Daftar Lengkap Ular Berbahaya di Venezuela
- Fer‑de‑Lance (Bothrops atrox) – Ular viper dengan panjang hingga 1,9 meter, berwarna cokelat keabu‑abu, dan habitat meliputi hutan hujan, area lembap, serta semak‑semah kering. Bisa yang dihasilkan bersifat hemotoksin, menyerang sel darah dan jaringan, menyebabkan pembengkakan, perdarahan internal, serta gangguan pernapasan. Menurut data Reptiles of Ecuador, tingkat kematian akibat gigitan fer‑de‑lance dapat mencapai 2 % dan paling mematikan pada anak di bawah 15 tahun serta lansia di atas 65 tahun.
- Lancehead Venezuela (Bothrops venezuelensis) – Spesies endemik yang ditemukan di hutan, pegunungan, dan daerah berair. Bisa mengandung prokoagulant, mitotoksin, dan sitotoksin. Luka gigitan biasanya disertai rasa sakit luar biasa, pembengkakan, kegagalan pembekuan darah, serta hematuria makroskopik. Kasus gigitannya sering dilaporkan pada penduduk setempat yang bekerja di area pertanian.
- Ular Karang Kerdil (Micrurus dissoleucus) – Ular kecil berukuran 25‑40 cm dengan warna cerah yang menjadi peringatan visual. Meski ukuran tubuhnya diminimalkan, racunnya belum sepenuhnya dipelajari, namun dipastikan mengandung neurotoksin yang dapat memblokir transmisi saraf, mengakibatkan kelumpuhan otot dan kegagalan pernapasan dalam hitungan menit.
- Ular Karang Ekor Merah (Micrurus mipartitus) – Memiliki pola tubuh hitam dengan garis putih tipis, kepala dan ekor berwarna merah, serta panjang maksimal 1,4 meter. Neurotoksinnya menyerang sistem saraf pusat, mengganggu sinyal listrik antar neuron.

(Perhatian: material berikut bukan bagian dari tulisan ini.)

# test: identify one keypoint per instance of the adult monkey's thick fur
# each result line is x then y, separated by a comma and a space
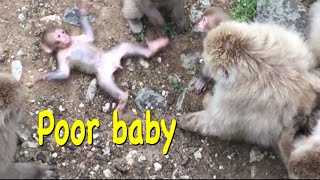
134, 10
262, 81
10, 110
314, 36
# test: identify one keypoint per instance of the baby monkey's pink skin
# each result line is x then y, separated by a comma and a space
80, 53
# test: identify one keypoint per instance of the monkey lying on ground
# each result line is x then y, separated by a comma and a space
11, 99
212, 17
262, 81
134, 10
78, 52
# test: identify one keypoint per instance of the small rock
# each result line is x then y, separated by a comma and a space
20, 53
16, 69
61, 109
107, 173
148, 98
54, 155
21, 17
255, 155
30, 144
157, 166
131, 157
96, 168
197, 154
71, 16
142, 158
144, 63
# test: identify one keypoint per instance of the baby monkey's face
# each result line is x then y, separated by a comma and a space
62, 39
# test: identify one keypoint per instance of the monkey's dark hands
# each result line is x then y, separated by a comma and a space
84, 9
200, 85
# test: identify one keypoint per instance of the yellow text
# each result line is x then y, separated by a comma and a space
136, 126
42, 131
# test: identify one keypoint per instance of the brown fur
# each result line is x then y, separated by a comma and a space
11, 99
314, 36
304, 160
134, 10
262, 81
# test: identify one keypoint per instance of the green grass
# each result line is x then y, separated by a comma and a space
244, 10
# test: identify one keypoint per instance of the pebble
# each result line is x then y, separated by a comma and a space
142, 158
22, 17
107, 173
54, 155
131, 157
157, 166
96, 168
197, 154
61, 109
20, 53
144, 63
16, 69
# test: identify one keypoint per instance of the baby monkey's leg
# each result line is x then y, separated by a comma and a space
108, 85
136, 49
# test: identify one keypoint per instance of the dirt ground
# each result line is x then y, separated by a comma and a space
190, 155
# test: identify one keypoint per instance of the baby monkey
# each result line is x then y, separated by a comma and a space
212, 17
80, 53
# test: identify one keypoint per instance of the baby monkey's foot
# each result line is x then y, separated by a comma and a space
122, 102
155, 45
135, 26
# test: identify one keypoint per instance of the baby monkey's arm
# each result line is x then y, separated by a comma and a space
62, 72
203, 80
84, 21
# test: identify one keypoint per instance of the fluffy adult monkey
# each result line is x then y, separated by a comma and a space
80, 53
134, 10
11, 99
314, 36
212, 17
262, 82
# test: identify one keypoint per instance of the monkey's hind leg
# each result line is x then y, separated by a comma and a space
108, 85
196, 122
133, 15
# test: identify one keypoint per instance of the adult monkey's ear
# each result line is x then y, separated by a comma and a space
46, 48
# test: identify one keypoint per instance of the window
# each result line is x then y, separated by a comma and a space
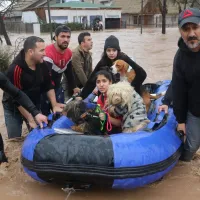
59, 19
135, 19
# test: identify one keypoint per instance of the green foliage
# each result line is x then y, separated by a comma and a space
5, 58
45, 28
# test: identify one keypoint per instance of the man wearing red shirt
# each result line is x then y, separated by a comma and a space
58, 57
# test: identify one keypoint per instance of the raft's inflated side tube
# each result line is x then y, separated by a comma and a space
119, 161
2, 154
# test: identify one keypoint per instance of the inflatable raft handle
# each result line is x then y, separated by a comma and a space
181, 134
160, 120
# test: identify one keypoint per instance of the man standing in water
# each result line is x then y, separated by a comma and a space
58, 57
186, 81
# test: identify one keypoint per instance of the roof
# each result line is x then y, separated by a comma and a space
128, 6
76, 4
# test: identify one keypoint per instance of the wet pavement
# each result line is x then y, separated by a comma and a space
154, 52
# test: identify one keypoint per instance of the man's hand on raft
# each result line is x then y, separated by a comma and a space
39, 118
181, 127
58, 107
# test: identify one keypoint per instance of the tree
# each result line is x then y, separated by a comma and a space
183, 4
163, 9
6, 7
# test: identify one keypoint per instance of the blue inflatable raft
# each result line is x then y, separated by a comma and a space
119, 161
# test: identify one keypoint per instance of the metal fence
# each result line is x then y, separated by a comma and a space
19, 27
154, 22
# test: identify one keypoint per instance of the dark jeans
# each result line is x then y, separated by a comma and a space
45, 103
13, 120
192, 142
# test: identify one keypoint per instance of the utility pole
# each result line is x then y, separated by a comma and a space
50, 24
141, 16
164, 12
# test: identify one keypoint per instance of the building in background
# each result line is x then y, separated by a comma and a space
73, 11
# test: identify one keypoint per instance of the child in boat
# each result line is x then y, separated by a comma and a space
103, 80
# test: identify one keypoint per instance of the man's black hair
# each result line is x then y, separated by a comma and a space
81, 37
30, 42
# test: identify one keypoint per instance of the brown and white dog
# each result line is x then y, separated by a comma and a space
127, 73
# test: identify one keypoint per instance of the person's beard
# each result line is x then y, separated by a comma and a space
63, 46
192, 45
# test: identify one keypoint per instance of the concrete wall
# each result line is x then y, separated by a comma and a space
171, 20
76, 14
29, 17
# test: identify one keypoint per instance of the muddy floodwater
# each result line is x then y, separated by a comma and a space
154, 52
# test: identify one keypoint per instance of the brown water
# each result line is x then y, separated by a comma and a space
155, 53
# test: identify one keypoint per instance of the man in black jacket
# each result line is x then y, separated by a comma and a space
22, 99
29, 73
186, 81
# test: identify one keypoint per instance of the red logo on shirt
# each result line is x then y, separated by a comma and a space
187, 13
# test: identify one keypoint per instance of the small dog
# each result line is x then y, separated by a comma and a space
87, 121
128, 104
127, 73
148, 97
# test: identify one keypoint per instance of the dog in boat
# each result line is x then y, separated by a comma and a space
128, 74
86, 120
128, 104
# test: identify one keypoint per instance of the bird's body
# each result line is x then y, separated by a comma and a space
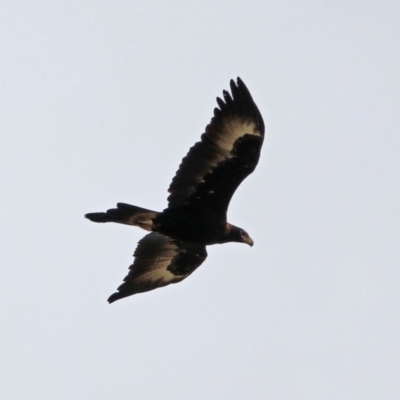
200, 193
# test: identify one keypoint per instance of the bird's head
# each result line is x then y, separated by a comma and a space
236, 234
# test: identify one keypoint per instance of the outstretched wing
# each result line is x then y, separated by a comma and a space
159, 261
227, 153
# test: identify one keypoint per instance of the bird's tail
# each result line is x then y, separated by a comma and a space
126, 214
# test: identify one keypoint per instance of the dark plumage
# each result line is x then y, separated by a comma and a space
199, 198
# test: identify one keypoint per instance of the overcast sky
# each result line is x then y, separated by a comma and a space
101, 100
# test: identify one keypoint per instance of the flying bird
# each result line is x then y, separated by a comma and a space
199, 197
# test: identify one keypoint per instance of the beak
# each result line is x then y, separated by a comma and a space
249, 241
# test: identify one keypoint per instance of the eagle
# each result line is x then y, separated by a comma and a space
199, 196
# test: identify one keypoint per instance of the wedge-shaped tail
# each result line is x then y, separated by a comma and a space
126, 214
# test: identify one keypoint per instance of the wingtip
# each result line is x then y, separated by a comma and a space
113, 297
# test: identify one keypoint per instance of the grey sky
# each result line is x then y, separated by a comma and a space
100, 101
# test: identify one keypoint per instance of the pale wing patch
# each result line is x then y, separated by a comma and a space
234, 129
143, 220
159, 261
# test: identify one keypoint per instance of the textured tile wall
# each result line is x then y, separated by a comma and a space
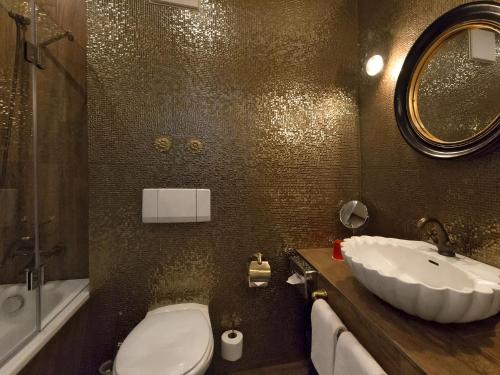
399, 184
270, 89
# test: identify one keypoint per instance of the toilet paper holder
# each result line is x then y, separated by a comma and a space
259, 271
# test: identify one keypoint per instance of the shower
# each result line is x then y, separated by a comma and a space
21, 27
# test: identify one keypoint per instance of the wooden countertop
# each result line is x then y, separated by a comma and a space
401, 343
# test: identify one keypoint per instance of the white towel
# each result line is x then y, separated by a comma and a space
326, 327
352, 358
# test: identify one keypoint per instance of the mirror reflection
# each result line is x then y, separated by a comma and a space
354, 215
463, 73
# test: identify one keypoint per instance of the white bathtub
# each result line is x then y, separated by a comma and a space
60, 301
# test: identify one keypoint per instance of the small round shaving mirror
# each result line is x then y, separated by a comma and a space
354, 215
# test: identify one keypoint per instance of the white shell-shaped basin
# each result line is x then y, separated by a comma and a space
413, 277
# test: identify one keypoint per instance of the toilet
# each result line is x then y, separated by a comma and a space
173, 340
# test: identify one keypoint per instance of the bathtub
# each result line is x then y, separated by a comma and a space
60, 301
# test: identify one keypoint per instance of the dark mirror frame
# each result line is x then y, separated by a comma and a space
476, 12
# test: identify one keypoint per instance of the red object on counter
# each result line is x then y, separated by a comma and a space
337, 253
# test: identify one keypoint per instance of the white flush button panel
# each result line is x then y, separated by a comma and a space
202, 205
193, 4
482, 45
175, 205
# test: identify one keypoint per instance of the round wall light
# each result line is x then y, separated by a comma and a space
374, 65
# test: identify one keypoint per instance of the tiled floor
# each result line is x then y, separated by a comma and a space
294, 368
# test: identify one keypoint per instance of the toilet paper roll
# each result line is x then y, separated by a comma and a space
232, 345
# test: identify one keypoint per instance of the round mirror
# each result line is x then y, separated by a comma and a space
447, 94
354, 215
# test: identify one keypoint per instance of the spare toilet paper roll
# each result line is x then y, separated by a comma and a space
232, 345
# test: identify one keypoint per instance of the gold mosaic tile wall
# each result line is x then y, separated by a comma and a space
399, 184
270, 90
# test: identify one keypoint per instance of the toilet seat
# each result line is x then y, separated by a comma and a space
174, 340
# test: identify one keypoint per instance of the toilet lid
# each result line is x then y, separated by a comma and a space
165, 343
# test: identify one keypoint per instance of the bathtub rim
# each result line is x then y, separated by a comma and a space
40, 338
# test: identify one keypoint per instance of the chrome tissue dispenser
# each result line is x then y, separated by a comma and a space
259, 272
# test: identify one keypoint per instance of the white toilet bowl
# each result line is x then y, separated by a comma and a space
170, 340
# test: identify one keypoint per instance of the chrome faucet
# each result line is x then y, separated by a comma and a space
438, 235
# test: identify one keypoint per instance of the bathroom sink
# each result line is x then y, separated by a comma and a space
413, 277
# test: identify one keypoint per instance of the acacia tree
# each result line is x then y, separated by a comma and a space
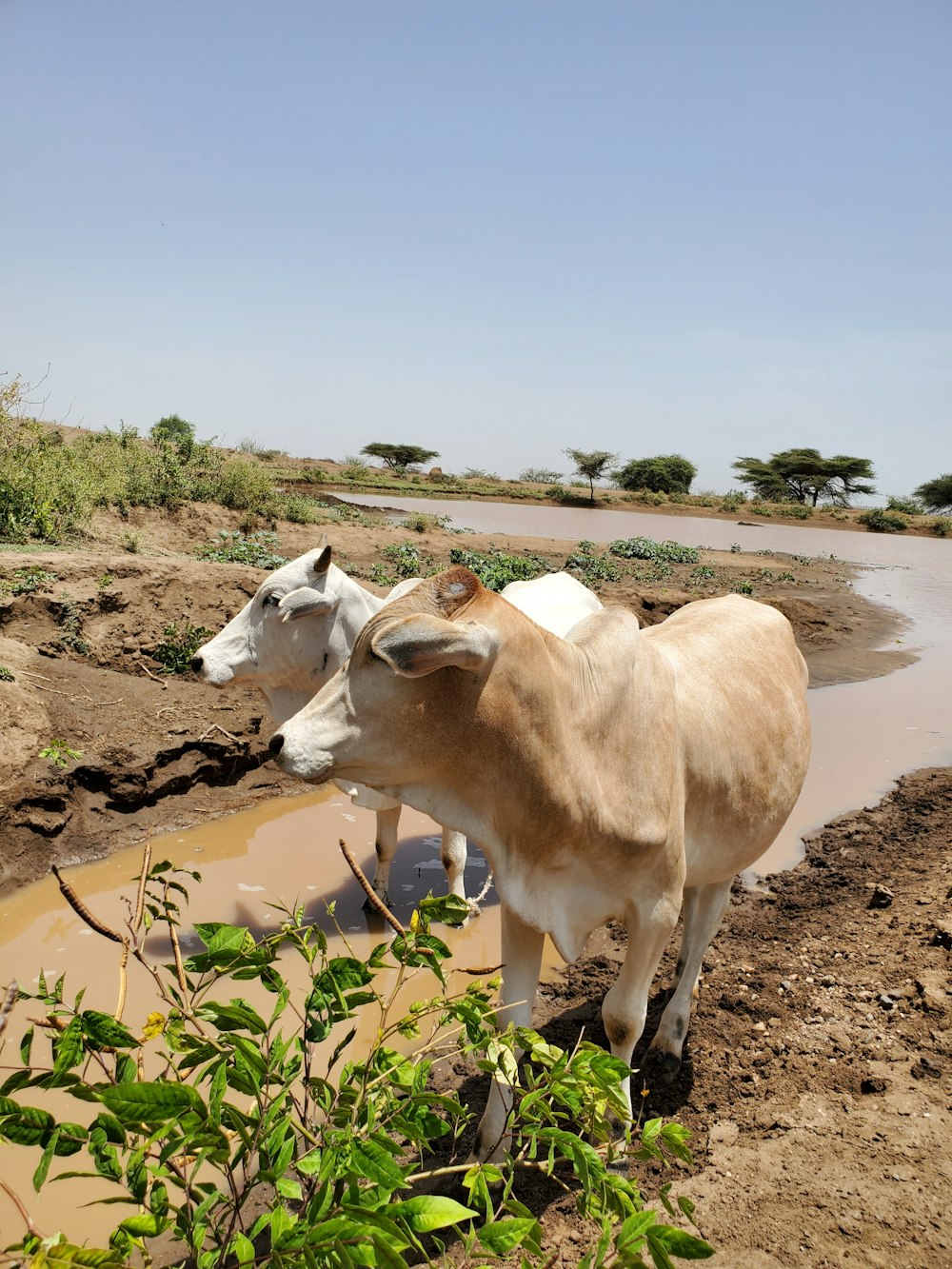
664, 473
592, 464
805, 476
399, 457
936, 495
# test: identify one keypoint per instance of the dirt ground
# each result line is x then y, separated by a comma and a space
818, 1085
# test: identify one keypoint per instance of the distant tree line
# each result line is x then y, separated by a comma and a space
800, 475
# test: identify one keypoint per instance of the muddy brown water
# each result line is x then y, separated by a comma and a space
286, 852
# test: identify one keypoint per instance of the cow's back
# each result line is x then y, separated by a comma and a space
744, 727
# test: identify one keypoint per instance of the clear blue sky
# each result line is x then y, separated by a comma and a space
494, 228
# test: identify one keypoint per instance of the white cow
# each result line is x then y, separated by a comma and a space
608, 776
297, 632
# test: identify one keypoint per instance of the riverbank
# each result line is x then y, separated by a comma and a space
818, 1079
162, 751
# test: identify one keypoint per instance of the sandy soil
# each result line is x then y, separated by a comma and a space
819, 1084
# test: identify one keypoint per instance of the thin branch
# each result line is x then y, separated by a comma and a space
80, 909
13, 993
21, 1208
376, 902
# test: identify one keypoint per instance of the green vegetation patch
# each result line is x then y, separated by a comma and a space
259, 549
495, 568
646, 548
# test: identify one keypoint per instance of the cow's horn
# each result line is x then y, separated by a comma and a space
323, 563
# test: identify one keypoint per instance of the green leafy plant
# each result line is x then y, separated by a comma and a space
60, 754
255, 1134
29, 582
878, 521
179, 644
422, 523
235, 547
592, 567
495, 568
646, 548
71, 625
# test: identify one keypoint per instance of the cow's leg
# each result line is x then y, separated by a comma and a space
385, 845
704, 911
625, 1006
453, 856
522, 960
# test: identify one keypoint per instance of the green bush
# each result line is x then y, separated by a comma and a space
248, 1147
646, 548
904, 506
590, 567
300, 509
878, 521
232, 547
179, 644
495, 568
406, 559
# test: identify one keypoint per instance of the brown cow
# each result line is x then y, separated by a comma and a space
611, 774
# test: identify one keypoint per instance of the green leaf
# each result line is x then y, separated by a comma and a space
102, 1031
25, 1126
635, 1229
151, 1103
69, 1047
372, 1161
430, 1212
680, 1242
45, 1160
502, 1237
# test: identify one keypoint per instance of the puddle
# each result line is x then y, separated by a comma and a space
284, 852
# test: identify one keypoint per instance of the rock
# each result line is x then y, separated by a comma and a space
874, 1084
925, 1067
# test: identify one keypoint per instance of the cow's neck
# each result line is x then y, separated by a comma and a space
567, 766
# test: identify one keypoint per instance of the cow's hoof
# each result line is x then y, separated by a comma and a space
668, 1067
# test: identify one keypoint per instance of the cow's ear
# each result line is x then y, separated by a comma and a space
422, 644
323, 563
305, 602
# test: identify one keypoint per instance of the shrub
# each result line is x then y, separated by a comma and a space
29, 582
878, 521
795, 510
495, 568
179, 644
300, 509
422, 523
904, 506
406, 559
646, 548
71, 625
60, 754
590, 567
232, 547
250, 1147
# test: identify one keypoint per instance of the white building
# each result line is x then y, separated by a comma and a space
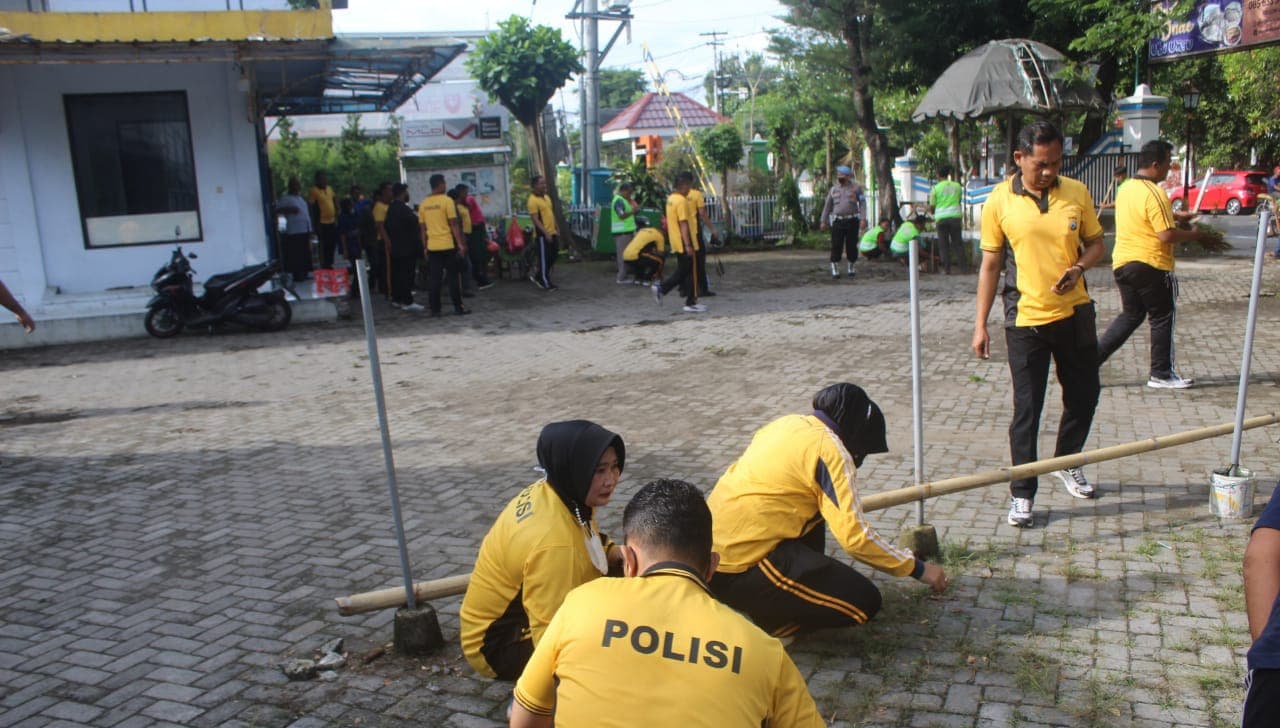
124, 133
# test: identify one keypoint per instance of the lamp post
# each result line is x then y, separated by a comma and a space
1191, 100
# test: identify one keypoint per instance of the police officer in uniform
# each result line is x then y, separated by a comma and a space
657, 649
842, 213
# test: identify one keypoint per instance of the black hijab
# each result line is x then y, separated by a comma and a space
859, 422
568, 452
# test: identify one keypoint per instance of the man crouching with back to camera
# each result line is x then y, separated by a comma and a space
657, 649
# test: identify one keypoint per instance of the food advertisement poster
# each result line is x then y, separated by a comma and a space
1216, 26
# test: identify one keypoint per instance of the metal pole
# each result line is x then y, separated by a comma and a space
917, 397
1247, 355
592, 99
375, 370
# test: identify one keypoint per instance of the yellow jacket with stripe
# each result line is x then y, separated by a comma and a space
795, 475
661, 650
531, 557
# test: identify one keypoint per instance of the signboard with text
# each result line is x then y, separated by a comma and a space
1215, 26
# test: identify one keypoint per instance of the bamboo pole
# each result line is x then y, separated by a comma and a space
456, 585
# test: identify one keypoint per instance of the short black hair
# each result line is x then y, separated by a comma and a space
1038, 133
671, 516
1153, 152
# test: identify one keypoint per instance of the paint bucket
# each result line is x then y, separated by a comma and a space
1232, 495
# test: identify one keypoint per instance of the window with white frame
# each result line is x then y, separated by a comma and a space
133, 165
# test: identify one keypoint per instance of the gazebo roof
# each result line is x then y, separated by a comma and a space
650, 114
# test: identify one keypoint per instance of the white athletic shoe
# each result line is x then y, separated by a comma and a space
1020, 512
1074, 481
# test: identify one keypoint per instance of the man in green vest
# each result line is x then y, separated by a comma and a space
945, 201
624, 225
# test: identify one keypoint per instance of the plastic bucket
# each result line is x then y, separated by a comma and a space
1232, 495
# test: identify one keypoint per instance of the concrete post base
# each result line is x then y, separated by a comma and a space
417, 631
923, 541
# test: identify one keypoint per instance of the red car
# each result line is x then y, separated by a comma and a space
1228, 189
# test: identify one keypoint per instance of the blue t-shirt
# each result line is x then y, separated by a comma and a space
1265, 653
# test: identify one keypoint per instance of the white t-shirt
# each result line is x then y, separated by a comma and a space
297, 221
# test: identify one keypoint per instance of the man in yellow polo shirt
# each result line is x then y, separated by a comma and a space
438, 214
656, 648
682, 238
1143, 265
545, 232
1043, 232
324, 214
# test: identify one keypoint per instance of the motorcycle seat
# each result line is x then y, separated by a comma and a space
224, 279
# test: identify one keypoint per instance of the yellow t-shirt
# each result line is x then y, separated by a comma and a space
1040, 238
535, 549
465, 219
661, 650
542, 207
434, 213
325, 204
795, 470
643, 238
1142, 211
681, 209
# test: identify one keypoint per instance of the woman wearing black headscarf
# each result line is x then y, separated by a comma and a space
771, 509
544, 544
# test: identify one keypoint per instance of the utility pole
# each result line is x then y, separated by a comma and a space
589, 13
718, 100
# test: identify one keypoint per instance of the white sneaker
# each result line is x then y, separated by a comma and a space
1074, 481
1020, 512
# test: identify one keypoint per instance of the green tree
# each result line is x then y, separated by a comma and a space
621, 86
522, 65
721, 147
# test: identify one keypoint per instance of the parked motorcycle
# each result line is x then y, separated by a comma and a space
228, 297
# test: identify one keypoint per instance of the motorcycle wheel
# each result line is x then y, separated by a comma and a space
278, 316
163, 323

Gejala awal meliputi kesemutan, diikuti oleh kelemahan otot, dan pada kasus parah dapat berujung pada kematian jika tidak ditangani dengan antivenom khusus.
- Ular Derik Neotropikal (Bothrops spp.) – Ular berukuran besar yang menghuni padang rumput terbuka dan area berbatu. Bisa yang dihasilkan merupakan campuran hemotoksin dan neurotoksin, membuatnya sangat berbahaya. Gigitan dapat menyebabkan kerusakan jaringan luas, koagulasi darah yang tidak normal, serta gangguan pada sistem saraf yang memperparah kondisi korban.
Bagaimana Bisa Neurotoksin Bekerja?
Neurotoksin pada ular-ular tersebut mengikat reseptor asetilkolin di sinaps saraf, menghalangi transmisi impuls listrik yang diperlukan untuk kontraksi otot. Akibatnya, otot-otot pernapasan menjadi tidak dapat berfungsi, sehingga korban mengalami sesak napas atau henti napas jika tidak segera mendapatkan penanganan medis. Pada beberapa spesies, hemotoksin berperan melengkapi efek neurotoksin dengan merusak jaringan pembuluh darah, meningkatkan risiko pendarahan internal.
Pencegahan dan Penanganan
Warga Venezuela dan pengunjung harus selalu memperhatikan tanda-tanda keberadaan ular, seperti jejak melata di tanah atau batu, serta warna cerah yang menjadi peringatan. Jika tergigit, langkah pertama adalah:
- Menghubungi layanan medis darurat secepat‑cepatnya.
- Menjaga korban tetap tenang dan menghindari aktivitas yang dapat mempercepat penyebaran racun.
- Memberikan tekanan ringan pada daerah gigitan untuk menunda penyebaran venombut tidak menekan pembuluh darah secara berlebihan.
- Menghindari penggunaan tourniquet atau memotong luka, yang dapat memperparah kondisi.
Pengobatan utama melibatkan pemberian antivenom spesifik yang disesuaikan dengan jenis ular. Karena beberapa dapat mengandung kombinasi hemotoksin dan neurotoksin, dokter biasanya memberikan kombinasi antivenom serta perawatan suportif seperti ventilasi mekanik bila diperlukan.
Kesadaran masyarakat tentang bahaya ular-ular ini, serta peningkatan fasilitas medis di daerah terpencil, menjadi kunci utama untuk mengurangi angka kematian akibat gigitan ular di Venezuela. Dengan edukasi yang tepat, risiko dapat diminimalkan, dan keindahan alam Venezuela tetap dapat dinikmati tanpa ancaman mematikan yang tak terlihat.